The flooring beneath me snakes up and down like an unpredictable wave. Large pillars of various heights impede my sense of direction and order. I dart behind one block and suddenly I have disappeared. Feelings of disorientation, fear and confusion are all appropriate for I’m exploring one of Berlin’s many memorials, the Memorial to the Murdered Jews of Europe.
While my trip to Berlin was a quick one, these memorials and monuments easily moved me. Any visitor to Berlin will find the time they allotted for Germany’s capital is never enough, including when it comes to seeing all of the memorials this city contains. If you are heading to Berlin on a quick trip, make it your priority to be moved by these three memorials and monuments.

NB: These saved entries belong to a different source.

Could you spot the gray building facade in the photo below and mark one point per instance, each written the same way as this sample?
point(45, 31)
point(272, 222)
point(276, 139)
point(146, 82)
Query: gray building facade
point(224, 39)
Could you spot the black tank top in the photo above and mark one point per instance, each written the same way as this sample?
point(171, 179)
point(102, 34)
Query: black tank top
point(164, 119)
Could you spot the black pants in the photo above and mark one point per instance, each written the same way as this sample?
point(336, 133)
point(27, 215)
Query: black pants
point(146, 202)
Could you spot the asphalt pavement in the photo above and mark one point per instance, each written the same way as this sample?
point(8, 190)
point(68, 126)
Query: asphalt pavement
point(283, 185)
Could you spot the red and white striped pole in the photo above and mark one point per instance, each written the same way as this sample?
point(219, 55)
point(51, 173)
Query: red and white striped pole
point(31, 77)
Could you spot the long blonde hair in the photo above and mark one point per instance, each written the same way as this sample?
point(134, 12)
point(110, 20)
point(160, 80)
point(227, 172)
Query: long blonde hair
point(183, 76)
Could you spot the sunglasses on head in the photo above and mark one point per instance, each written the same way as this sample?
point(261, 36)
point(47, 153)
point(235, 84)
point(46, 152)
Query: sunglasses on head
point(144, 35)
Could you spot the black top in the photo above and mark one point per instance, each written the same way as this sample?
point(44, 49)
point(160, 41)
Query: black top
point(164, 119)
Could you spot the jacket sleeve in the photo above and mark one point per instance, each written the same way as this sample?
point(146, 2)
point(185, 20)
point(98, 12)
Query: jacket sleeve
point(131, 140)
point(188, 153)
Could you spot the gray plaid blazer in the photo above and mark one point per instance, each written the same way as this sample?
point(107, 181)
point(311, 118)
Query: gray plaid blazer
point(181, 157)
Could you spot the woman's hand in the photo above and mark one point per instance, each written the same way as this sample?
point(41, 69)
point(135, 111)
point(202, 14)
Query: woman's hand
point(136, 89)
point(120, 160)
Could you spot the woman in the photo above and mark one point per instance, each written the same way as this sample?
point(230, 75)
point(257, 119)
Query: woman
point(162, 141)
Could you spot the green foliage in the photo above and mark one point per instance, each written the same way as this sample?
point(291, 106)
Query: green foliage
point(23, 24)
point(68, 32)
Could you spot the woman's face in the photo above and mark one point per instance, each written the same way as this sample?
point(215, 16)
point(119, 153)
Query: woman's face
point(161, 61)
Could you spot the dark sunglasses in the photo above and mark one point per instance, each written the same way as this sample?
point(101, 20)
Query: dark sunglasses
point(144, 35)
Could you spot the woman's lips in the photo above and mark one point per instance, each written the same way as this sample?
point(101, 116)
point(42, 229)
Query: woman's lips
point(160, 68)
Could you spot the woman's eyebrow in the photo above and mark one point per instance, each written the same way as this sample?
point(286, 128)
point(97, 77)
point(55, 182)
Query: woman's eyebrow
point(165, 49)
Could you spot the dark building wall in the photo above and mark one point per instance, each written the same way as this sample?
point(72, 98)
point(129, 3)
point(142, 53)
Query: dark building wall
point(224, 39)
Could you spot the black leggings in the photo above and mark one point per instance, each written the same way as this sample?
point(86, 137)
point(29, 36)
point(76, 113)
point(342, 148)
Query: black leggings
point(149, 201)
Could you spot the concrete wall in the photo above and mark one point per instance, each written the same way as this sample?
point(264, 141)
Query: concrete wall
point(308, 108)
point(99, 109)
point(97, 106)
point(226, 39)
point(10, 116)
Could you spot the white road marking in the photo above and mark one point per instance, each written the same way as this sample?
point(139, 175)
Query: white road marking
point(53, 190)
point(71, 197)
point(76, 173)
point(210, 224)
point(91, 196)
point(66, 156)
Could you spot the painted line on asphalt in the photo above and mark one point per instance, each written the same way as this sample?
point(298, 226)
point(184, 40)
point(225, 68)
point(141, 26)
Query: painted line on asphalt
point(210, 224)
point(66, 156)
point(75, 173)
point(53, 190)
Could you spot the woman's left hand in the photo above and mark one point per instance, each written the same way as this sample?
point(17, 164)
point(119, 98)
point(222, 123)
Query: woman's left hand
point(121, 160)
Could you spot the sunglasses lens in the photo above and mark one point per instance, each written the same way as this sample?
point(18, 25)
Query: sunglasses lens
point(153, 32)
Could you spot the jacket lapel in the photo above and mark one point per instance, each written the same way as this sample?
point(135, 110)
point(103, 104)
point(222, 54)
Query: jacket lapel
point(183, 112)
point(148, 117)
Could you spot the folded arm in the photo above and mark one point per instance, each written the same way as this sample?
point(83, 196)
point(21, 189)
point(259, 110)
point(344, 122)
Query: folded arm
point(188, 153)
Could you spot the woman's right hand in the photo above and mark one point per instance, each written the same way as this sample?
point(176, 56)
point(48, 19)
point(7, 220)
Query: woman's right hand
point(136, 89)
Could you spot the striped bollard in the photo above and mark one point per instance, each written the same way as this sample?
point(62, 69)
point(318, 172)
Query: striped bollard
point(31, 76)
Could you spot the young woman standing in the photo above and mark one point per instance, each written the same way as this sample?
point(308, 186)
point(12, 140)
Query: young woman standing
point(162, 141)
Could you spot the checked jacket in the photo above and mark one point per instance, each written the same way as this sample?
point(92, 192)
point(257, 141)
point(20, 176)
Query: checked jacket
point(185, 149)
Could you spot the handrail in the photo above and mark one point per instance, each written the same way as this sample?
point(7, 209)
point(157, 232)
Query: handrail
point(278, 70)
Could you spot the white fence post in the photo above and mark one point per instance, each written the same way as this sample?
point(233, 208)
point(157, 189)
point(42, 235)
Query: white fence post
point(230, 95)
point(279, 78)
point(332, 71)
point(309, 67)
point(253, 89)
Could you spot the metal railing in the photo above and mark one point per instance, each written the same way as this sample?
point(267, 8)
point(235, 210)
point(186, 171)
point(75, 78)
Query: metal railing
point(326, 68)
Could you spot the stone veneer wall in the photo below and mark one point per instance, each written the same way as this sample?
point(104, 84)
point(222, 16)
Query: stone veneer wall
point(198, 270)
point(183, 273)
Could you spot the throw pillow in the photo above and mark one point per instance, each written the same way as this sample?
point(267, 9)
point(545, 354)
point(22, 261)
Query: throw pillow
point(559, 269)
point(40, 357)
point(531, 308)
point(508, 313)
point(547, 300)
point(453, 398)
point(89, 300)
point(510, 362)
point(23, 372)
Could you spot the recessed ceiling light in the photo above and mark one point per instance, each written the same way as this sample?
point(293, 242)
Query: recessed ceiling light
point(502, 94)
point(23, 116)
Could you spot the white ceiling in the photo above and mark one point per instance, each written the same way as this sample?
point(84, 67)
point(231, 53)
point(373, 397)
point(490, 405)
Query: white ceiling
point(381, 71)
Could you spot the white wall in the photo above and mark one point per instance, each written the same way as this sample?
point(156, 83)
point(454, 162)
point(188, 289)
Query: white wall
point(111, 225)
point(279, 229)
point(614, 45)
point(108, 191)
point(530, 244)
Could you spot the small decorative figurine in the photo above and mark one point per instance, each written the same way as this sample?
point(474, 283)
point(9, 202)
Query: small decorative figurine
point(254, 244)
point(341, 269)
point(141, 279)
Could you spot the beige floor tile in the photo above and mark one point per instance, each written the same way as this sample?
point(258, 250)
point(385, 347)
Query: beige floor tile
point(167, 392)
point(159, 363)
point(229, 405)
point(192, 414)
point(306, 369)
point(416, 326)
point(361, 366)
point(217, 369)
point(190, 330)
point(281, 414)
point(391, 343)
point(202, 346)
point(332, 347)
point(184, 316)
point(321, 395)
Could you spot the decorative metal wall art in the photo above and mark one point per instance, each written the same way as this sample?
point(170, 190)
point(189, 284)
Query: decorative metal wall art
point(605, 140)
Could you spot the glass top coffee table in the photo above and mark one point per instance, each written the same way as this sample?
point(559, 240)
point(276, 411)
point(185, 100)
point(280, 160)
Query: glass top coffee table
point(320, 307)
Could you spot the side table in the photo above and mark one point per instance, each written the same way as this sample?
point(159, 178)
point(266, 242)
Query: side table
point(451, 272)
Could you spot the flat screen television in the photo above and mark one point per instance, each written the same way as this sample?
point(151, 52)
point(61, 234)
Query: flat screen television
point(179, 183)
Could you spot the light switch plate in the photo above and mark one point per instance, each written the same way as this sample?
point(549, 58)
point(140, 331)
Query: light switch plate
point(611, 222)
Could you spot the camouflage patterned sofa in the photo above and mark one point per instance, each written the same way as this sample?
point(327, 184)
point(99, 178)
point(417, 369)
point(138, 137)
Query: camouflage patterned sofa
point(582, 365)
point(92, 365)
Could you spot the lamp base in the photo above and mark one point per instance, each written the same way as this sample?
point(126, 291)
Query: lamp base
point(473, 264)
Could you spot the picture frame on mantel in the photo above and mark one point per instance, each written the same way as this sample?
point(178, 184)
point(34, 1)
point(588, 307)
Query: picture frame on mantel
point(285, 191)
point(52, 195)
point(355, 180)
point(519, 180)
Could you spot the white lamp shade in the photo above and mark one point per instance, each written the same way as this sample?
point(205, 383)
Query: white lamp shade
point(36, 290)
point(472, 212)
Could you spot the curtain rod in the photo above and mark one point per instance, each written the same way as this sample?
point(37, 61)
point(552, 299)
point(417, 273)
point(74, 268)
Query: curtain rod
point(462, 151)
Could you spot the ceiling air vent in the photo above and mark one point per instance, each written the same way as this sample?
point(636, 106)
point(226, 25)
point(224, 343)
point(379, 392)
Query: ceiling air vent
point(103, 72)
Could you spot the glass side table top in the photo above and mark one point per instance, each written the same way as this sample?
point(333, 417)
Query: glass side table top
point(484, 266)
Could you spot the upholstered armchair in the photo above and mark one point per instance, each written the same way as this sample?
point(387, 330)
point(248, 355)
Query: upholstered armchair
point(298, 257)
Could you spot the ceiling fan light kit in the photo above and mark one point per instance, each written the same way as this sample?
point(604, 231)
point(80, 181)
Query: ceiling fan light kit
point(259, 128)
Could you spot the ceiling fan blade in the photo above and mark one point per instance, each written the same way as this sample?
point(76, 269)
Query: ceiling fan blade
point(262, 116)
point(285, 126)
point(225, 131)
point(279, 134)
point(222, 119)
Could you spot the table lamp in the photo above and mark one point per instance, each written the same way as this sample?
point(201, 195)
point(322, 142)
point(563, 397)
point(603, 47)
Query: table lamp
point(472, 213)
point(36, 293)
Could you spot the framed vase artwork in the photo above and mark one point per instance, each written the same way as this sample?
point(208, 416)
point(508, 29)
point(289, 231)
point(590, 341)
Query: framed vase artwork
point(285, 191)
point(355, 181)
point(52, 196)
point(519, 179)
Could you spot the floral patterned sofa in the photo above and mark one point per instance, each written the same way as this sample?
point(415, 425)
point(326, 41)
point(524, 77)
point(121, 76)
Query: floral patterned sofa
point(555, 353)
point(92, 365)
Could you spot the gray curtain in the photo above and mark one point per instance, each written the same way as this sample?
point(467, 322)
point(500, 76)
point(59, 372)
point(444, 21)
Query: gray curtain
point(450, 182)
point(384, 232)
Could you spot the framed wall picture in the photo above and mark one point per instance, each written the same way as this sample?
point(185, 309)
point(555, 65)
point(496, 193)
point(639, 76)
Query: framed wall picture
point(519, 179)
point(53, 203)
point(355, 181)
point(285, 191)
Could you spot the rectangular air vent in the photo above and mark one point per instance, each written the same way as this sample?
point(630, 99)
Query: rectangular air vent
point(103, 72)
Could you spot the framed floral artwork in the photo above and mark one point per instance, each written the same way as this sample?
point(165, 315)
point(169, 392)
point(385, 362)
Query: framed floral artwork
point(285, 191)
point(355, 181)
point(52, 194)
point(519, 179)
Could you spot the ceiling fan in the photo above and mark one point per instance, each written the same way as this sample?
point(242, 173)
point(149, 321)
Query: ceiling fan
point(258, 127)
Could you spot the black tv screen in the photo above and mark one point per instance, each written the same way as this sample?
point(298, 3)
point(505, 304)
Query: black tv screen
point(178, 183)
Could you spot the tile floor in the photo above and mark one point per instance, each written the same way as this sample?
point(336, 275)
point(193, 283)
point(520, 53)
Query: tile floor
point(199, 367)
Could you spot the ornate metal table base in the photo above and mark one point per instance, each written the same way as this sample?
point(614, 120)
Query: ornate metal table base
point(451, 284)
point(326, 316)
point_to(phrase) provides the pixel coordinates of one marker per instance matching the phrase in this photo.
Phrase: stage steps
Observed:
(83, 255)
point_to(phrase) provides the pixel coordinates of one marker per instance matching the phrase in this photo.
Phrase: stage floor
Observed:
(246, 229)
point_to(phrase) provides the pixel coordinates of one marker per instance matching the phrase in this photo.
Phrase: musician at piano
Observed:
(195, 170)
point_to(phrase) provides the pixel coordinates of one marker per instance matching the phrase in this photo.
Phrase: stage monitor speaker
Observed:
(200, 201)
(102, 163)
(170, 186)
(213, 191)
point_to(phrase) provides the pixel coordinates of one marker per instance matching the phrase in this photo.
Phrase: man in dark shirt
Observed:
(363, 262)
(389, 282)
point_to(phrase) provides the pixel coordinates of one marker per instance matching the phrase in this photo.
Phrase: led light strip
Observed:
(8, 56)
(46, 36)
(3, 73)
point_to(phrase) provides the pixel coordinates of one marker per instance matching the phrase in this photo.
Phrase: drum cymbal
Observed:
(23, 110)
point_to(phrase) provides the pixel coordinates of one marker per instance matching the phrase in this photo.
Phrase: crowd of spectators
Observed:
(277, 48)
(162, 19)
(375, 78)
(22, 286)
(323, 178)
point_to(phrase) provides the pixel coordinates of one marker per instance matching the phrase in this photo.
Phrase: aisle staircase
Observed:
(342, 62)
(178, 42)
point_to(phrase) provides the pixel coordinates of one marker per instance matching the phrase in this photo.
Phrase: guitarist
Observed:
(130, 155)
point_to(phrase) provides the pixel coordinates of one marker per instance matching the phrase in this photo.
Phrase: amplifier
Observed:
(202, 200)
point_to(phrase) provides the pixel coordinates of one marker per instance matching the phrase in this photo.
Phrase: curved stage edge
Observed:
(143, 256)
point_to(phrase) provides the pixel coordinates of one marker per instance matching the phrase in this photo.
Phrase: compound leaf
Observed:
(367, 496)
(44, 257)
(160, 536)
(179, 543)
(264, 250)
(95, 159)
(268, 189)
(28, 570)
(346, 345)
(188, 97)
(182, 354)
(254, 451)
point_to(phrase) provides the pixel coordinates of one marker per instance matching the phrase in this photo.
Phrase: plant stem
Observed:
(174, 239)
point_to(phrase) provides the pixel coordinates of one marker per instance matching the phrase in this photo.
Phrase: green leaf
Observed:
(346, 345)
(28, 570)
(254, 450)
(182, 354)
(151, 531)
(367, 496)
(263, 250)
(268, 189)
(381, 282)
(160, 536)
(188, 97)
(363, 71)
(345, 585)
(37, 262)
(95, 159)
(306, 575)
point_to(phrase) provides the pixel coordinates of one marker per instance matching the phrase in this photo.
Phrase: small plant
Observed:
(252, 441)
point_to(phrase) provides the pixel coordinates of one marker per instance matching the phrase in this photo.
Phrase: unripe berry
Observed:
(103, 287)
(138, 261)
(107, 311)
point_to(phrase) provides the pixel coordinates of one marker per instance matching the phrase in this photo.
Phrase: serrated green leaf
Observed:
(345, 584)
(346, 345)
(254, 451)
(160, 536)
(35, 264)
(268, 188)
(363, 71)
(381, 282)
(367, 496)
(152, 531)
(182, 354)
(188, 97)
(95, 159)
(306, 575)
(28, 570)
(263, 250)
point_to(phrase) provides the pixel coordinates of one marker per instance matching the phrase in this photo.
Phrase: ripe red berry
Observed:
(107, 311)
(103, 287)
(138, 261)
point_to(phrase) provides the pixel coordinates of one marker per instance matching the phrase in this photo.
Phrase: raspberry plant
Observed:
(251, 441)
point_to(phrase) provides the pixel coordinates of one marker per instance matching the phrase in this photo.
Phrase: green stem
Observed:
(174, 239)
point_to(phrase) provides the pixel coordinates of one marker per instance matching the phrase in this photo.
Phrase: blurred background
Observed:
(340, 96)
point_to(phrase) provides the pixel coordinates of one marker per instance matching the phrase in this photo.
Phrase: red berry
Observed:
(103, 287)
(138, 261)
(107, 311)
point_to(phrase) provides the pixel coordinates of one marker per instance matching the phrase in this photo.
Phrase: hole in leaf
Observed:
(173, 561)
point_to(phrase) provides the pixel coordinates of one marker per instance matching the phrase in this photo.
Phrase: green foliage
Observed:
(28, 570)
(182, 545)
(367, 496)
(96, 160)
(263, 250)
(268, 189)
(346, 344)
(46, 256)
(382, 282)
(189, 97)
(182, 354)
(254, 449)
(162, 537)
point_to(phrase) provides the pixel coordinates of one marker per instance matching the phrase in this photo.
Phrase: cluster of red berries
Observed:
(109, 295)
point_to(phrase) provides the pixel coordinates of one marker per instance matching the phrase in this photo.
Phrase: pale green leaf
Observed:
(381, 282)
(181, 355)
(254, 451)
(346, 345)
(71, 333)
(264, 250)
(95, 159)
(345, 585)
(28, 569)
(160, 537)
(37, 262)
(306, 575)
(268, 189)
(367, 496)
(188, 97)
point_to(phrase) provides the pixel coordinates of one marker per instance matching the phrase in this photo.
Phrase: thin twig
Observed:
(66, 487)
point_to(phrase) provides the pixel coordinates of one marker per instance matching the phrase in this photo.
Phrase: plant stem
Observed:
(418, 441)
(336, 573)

The Memorial to the Murdered Jews of Europe
Located in Berlin’s Tiergarten district, in between Postdamer Platz and the Brandenburg Gate, the Memorial to the Murdered Jews of Europe is one of the city’s most disorienting yet gripping memorials. Officially opened in May 2005, the memorial carried out the design of Peter Eisenman. It features 2,711 concrete pillars at various heights along a wave-like flooring. Visitors can travel through this up and down memorial, darting behind pillars and disappearing.
The Berlin Wall Memorial
On the night of August 12, 1961, the infamous Berlin Wall would come up, dividing East and West Berlin. This division wouldn’t fall until November 9, 1989, marking the end of the dictatorship. Today, you can see the last piece of the Berlin Wall with preserved grounds behind it at the Berlin Wall Memorial. The Memorial is located in the middle of the capital right on Bernauer Strasse. The open-air exhibit on the former border strip provides visitors with an understanding of Germany’s great division, one that would take the lives of 209 people trying to cross over.
Bebelplatz Booking Burning Monument
On May 10, 1933, an organized book burning by the Nazis took place in Bebelplatz, ironically one of Berlin’s most beautiful squares. Around 20,000 important works of world literature were thrown into the flames, those that didn’t line up with Nazi ideology. While you might not notice a monument when looking at the square, the reminder of the event may be right below your feet. Lurking in the middle of the square is the monument by MichaUllmann. It commemorates the incident with a library embedded in the ground featuring hauntingly empty bookshelves. Nearby a quote from Henrich Heine from 1820 reads, “Where they burn books, they will ultimately burn people.” At night, the tiny window into the underground library lights up, creating a lasting impression.